Monotypic genus of orthopteran insects

Occultastella is a monotypic genus of tokoriro (cave wētā) in the family Rhaphidophoridae. The sole member of this genus, Occultastella morgana, was described in 2024, and is endemic to New Zealand.

==Etymology==
The genus name is based on two Latin words, occulta (hidden), referencing the secretive nature of the genus, and stella (star), referencing the pale, flame-shaped markings on the head of Occultastella morgana. The species epithet morgana is a reference to New Zealand researcher Mary Morgan-Richards, who has made significant contributions to the understanding of New Zealand tokoriro (cave wētā).

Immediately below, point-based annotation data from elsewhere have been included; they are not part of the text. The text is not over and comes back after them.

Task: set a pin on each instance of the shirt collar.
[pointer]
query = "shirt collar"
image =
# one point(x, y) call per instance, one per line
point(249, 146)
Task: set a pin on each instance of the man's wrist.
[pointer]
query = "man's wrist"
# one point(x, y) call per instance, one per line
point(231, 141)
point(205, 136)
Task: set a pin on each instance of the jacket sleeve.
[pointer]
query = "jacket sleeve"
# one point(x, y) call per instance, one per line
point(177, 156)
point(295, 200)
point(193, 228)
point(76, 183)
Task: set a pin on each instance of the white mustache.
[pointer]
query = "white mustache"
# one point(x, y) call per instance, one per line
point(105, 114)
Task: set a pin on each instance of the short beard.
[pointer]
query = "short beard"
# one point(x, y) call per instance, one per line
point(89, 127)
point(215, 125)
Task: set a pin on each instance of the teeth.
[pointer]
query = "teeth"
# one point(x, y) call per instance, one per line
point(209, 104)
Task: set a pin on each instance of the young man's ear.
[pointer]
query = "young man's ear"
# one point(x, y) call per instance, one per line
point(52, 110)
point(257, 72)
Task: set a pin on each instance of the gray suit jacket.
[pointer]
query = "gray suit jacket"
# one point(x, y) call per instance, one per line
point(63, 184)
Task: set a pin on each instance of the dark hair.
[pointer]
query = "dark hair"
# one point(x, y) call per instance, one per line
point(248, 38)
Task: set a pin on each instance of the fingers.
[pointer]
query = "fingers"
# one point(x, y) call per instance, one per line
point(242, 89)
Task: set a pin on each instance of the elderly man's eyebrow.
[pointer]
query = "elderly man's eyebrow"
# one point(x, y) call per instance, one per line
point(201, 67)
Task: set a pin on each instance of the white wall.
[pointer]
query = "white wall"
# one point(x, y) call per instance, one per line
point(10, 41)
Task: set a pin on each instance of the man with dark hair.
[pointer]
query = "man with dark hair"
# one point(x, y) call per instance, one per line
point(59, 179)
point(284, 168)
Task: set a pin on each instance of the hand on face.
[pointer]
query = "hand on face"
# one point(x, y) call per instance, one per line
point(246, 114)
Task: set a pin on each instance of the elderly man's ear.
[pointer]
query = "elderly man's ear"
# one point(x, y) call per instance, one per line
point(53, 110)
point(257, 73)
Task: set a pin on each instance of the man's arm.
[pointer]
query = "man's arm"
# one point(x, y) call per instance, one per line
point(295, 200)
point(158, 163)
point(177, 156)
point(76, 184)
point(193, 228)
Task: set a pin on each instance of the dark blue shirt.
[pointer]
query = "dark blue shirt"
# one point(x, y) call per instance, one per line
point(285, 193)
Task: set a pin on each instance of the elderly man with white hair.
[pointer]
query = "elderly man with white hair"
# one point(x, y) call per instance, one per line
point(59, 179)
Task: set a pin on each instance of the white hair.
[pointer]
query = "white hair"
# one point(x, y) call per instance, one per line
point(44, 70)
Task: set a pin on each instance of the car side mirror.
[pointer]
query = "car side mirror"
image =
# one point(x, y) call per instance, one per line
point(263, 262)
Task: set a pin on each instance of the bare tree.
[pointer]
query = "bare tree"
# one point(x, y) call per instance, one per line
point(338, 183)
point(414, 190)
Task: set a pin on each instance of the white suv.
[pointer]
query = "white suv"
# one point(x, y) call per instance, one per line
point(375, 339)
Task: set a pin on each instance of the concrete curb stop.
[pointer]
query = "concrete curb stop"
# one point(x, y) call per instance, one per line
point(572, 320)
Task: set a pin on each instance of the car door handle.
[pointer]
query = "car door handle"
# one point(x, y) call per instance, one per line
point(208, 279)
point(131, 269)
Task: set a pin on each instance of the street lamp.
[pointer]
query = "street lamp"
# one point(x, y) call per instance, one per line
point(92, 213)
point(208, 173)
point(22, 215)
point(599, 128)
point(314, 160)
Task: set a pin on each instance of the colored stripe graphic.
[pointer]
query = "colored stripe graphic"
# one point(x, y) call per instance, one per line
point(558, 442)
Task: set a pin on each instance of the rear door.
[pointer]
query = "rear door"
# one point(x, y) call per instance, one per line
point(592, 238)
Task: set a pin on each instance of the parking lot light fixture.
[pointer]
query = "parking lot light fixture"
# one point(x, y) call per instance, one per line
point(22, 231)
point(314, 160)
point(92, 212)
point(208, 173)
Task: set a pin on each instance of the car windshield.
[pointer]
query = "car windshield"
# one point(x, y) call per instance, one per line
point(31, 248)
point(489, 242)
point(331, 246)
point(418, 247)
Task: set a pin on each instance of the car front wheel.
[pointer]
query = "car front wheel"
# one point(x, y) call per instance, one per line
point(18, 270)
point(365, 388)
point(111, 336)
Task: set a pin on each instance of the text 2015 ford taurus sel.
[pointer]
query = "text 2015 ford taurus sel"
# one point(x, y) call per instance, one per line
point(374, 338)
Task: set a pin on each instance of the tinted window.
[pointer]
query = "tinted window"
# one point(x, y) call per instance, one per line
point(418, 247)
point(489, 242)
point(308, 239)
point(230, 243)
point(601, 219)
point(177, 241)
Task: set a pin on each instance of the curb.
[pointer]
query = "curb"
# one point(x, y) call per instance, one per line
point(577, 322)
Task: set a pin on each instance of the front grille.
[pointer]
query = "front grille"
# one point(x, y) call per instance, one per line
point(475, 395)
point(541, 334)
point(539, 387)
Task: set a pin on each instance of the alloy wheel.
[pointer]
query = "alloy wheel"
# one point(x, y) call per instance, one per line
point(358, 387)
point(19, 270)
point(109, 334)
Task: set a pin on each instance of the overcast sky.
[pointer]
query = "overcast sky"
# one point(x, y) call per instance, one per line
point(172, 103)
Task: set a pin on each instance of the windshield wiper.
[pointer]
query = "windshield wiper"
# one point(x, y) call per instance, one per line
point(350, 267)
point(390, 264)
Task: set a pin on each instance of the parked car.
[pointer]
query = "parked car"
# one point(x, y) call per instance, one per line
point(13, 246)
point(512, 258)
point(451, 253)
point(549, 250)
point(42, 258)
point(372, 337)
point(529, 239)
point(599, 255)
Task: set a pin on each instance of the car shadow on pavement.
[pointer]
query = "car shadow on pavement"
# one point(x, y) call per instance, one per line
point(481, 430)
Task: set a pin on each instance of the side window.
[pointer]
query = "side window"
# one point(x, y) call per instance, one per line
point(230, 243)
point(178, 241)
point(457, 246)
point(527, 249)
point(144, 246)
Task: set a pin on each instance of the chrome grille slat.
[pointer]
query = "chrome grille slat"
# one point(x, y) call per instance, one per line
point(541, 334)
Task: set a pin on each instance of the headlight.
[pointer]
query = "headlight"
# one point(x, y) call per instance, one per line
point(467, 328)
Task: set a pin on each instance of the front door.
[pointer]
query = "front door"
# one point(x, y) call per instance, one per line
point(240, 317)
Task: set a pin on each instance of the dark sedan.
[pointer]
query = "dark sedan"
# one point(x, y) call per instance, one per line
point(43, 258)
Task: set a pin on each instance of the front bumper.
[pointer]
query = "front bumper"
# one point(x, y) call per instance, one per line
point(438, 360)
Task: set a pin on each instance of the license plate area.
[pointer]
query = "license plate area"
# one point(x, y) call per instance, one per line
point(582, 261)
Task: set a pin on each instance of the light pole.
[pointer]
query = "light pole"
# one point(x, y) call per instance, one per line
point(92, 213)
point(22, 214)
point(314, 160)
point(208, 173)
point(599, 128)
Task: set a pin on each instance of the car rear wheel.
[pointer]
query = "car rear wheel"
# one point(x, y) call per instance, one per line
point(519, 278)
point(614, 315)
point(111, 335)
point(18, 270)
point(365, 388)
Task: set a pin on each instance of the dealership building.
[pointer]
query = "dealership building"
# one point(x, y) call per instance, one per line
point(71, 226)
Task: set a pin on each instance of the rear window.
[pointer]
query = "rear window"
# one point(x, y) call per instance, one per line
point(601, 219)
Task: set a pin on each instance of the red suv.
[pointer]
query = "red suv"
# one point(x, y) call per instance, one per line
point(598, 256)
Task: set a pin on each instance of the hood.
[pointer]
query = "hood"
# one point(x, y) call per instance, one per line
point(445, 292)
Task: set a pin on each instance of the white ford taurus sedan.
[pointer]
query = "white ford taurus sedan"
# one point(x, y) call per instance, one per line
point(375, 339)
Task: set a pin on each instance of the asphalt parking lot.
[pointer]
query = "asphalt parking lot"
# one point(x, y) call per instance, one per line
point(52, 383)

==Taxonomy and morphology==
The genus Occultastella and species Occultastella morgana were described by Steven A. Trewick in 2024. Occultastella is sister to the Rhaphidophoridae species endemic to the Snares Islands (Insulanoplectron spinosum). These nocturnal crickets are wingless and silent. Occultastella morgana is approximately 11 mm in length, with its antennae being longer than its body. Occultastella morgana is typically dark brown to black in colour. The head of the species has a distinctive cream/white candle flame marking on each side of the midline of the pronotum.

==Distribution==
Occultastella morgana was originally found in the coal seam soils of the Denniston Plateau in the West Coast Region of the South Island of New Zealand, during a BioBlitz organised in 2012 by Forest & Bird to highlight the threat to the Plateau by the Escarpment Mine Project. It can also be found in the northwestern South Island, including Kahurangi National Park and the Westport area. Trewick was surprised to find a new genus on the Denniston Plateau, due to the history of coal mining and its effects on the local ecosystem.